Elenco delle lettere in ordine cronologico. I numeri romani tra parentesi

si riferiscono al numero assegnato a ciascuna lettera nella Raccolta del Pansini.

- Caprera, 11 aprile 1863 (n. V)

- Vinci, 31 luglio 1867 (n. XI), “Ho già aderito al Congresso internazionale

della Pace … Credo, quindi, dovere d’ogni uomo che ama

il bene dell’umanità, di parteciparvi” (Basso per G. Garibaldi indisposto)

- Caprera, 21 gennaio 1868 (n. XII), “L’Italia conta sempre sui valorosi

Siciliani pel compimento de’ suoi destini. Io sono per la vita.”

- Caprera, 6 aprile 1869 (n. XV), “Vi invio una fotografia” (foto con

firma autografa, mm 62 x 101, proveniente dallo studio di Alessandro

Pavia in Genova)

- Caprera, 27 settembre 1870 (n. XXVI)

- Caprera, 18 luglio 1871 (n. XXVIII)

- Caprera, 4 giugno 1872 (n. XXXIII), “Per vari mesi io cercai di scuotere

i Veneti; ma fu predicare al deserto. Vi auguro miglior fortuna”.

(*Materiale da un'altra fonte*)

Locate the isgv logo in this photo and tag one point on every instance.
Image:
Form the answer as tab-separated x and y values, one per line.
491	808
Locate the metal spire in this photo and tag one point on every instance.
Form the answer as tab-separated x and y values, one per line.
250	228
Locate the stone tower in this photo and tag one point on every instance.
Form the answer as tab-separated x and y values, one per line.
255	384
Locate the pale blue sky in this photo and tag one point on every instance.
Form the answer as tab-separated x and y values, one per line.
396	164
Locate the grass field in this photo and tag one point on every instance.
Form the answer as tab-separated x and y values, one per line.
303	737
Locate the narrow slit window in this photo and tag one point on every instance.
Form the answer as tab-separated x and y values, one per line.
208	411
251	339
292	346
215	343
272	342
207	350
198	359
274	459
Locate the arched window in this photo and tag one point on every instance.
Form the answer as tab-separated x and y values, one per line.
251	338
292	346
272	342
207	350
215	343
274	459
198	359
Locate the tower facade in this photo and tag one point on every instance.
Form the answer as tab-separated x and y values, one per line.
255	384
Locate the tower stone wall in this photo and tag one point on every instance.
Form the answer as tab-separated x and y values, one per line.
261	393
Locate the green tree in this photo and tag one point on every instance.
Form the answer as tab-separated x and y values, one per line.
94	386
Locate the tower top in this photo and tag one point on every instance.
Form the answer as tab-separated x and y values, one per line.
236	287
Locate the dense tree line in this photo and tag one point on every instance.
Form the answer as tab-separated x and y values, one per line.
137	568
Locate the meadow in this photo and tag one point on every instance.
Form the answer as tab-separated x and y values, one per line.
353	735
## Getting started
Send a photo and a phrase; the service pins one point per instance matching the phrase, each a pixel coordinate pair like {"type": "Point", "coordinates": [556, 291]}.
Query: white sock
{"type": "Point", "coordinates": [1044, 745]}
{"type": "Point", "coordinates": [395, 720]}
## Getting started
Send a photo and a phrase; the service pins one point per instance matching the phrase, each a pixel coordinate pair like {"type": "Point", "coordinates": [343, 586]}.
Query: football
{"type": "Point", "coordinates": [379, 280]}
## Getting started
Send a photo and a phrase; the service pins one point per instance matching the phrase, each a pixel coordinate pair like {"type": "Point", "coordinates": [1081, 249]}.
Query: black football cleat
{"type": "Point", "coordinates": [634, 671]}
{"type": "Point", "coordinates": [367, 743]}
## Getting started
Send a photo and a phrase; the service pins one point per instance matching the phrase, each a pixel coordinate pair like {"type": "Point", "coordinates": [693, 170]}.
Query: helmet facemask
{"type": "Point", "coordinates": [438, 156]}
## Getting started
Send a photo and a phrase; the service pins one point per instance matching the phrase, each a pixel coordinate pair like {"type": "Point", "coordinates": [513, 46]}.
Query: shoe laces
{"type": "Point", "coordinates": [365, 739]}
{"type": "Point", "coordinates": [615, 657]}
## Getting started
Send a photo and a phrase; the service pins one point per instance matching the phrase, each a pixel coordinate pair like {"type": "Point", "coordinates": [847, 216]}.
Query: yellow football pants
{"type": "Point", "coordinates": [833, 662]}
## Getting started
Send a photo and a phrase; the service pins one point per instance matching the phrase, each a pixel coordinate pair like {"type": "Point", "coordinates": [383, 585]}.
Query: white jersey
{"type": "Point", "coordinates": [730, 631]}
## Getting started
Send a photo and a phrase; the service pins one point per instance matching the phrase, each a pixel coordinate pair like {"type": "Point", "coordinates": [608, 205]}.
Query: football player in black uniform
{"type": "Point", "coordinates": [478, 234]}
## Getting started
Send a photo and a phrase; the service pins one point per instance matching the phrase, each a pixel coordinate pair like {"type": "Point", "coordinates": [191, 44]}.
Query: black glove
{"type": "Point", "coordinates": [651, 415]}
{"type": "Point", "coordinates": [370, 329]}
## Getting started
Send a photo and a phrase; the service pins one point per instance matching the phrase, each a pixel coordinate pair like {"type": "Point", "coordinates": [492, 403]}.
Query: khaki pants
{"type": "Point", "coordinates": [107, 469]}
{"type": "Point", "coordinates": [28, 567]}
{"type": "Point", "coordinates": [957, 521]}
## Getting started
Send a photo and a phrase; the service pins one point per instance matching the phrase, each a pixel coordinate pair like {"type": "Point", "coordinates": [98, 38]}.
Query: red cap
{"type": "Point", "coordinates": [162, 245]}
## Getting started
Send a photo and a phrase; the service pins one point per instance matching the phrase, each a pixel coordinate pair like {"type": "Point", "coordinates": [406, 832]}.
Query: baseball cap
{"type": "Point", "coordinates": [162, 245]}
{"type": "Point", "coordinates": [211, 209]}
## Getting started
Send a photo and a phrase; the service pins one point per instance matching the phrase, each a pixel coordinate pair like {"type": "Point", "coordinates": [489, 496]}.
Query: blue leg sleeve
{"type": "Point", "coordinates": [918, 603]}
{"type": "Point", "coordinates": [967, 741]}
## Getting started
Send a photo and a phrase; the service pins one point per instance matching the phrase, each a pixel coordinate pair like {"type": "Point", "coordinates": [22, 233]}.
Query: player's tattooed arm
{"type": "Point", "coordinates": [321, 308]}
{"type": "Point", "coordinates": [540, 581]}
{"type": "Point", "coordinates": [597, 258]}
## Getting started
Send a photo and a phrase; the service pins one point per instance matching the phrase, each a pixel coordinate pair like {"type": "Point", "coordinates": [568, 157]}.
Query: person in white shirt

- Caprera, 6 marzo 1872 (n. XXXIV), “In una mia a Stefanoni, l’ho

pregato di pubblicare le linee seguenti: 1°. Dichiarare apertamente

che sono repubblicano. 2°. Disdire che appartengo all’Internazionale.

3° Trattare con rispetto filosofico la questione religiosa, cioè

teologica. Quelle parole di Mazzini, i Mazziniani chiamano concilianti.

Io ho pensato di occupare il mio tempo in cose utili. Dopo

ciò, credo, non vi sarà più chi pensi a conciliazione. Poi, mio caro

amico, credetelo! Mazzini non può conciliarsi perché ha torto, ed

avrei io una massa di torti da imputargli, se volessi occuparmene.

Comunque, essendovi tra i numerosi suoi aderenti molta gente,

che saranno con noi sul campo dell’azione, noi dobbiamo, senza

sottomettersi alle intempestive irrazionali loro esigenze, assicurarli

che anche nella questione politica ci troveranno compagni. Sono

anch’io quindi tra i dissenzienti in dottrine”

- Caprera, 13 gennaio 1873 (n. XXXV)

- Caprera, 29 luglio 1873 (n. XXXVI)

- Caprera, 13 gennaio 1874 (n. XXXIX)

- Caprera, 7 aprile 1874 (n. XL)

- Roma, 7 marzo 1875 (n. XLIII)

- Roma, 20 novembre 1875 (n. 46), “Il Lavoro è alla base della vita

umana: la poltroneria, anititesi dello stesso, è adottata dai governi

che vogliono i popoli nella corruzione e nel servaggio.”